The question is "90% of the students in school passed in English, 85% passed in Mathematics and 150 students passed in both the subjects. If no student failed in both the subjects, find the total number of students." options given are 120/220/200/300
I solved it as, x=.9x+.85x-150, thus x=200.
but I am not sure why I did so. The line about failed students is troubling me. Is my 'x' not the total number of passed students? Because there could be students who failed in either of the subject. In which factor are they being included?
and the given %ages, what do they tell us. That 10% fail math and 15% fail English. So total fail 25%? Perhaps that is true, because 25% of 200 is 50 and that when added in 150 gives 200. But I am not sure.
I have 2 objectives. A) to solve this question without letting 'x' B) to see in and out of this question.
need your guidance.
Edit after seeing comments :
we are getting 75% from 2 ways.
1) 90+85=175
2) 10+15=25
so, I wonder would these two cases always give us the same result. Or the line about "nobody failed both" has something to do with it?
You can use the inclusion-exclusion principle. For the two sets $A$ and $B,$ $$ |A \cup B| = |A| + |B| - |A \cap B| $$ where $|S|$ denotes the cardinality of $S$ (number of elements in $S$).
In your case, let $A$ be the set of students who passed math, $B$ the set who passed English. You know that $A \cup B$ is the set of all students in the school (since all passed at least one of the two subjects). You also know the ratios $|A|/|A \cup B|$ and $|B|/|A \cup B|,$ and you know the exact value of $|A \cap B|.$ Set $x = |A \cup B|,$ and then all these facts enable you to write the equation you wrote.

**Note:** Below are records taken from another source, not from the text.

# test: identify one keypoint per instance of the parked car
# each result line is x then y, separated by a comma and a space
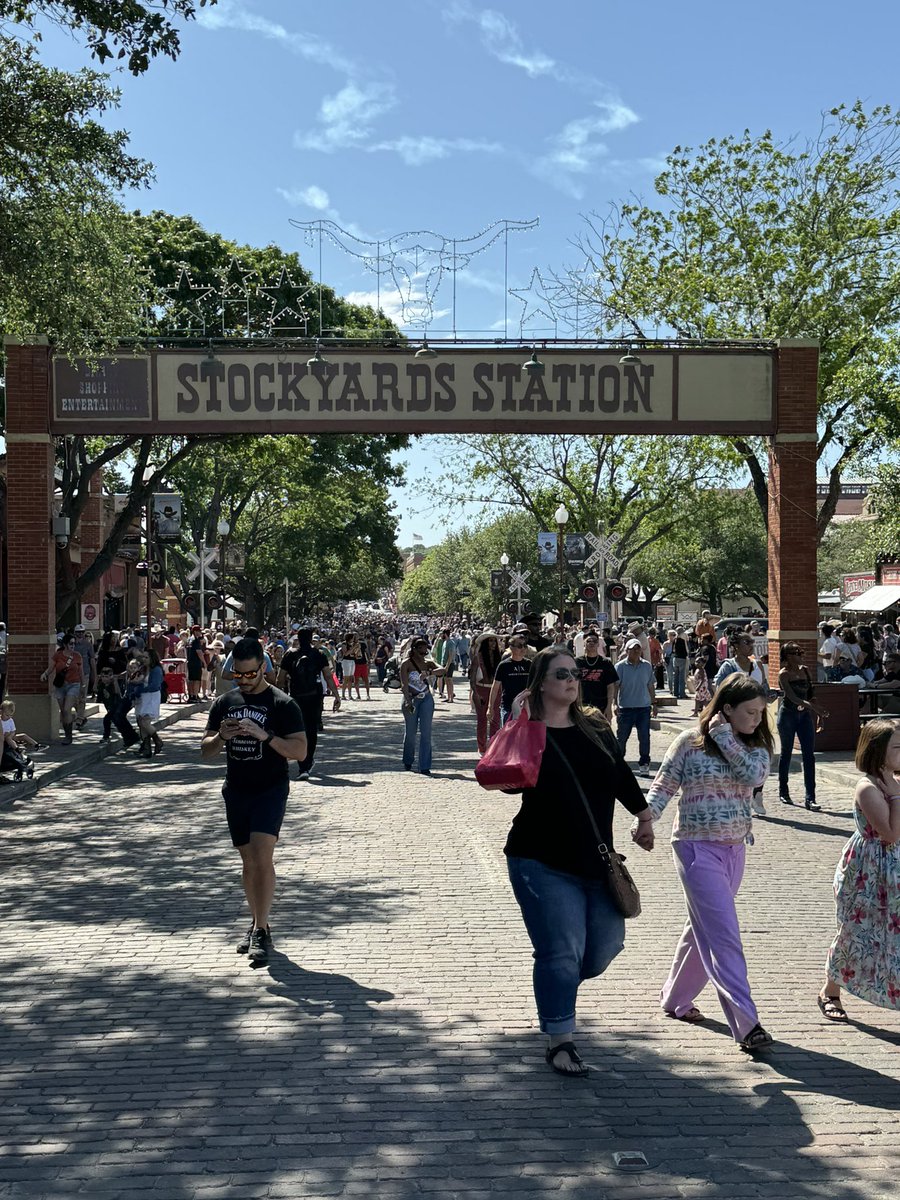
721, 625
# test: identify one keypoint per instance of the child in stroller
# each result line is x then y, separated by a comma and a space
13, 750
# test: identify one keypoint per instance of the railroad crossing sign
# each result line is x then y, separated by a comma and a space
603, 549
207, 567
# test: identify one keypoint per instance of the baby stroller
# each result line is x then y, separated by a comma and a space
391, 675
175, 678
18, 763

In other words, your definition of $x$ was a good one and the equation is correct.
The Venn Diagram method is more complicated to apply to this problem, I think. I barely even recall it being used to solve any problems in my math education; looking around the Web I found a large number of examples of its use, but found none that involve percentages. For two sets $A$ and $B,$ the Venn Diagram method would have you find (or copy from the problem statement) the values of $|A \cap B|,$ $|A \setminus B|,$ $|B \setminus A|,$ and $\overline{|A \cup B|}.$ If you follow through on this carefully, you can eventually come up with the equation you wrote.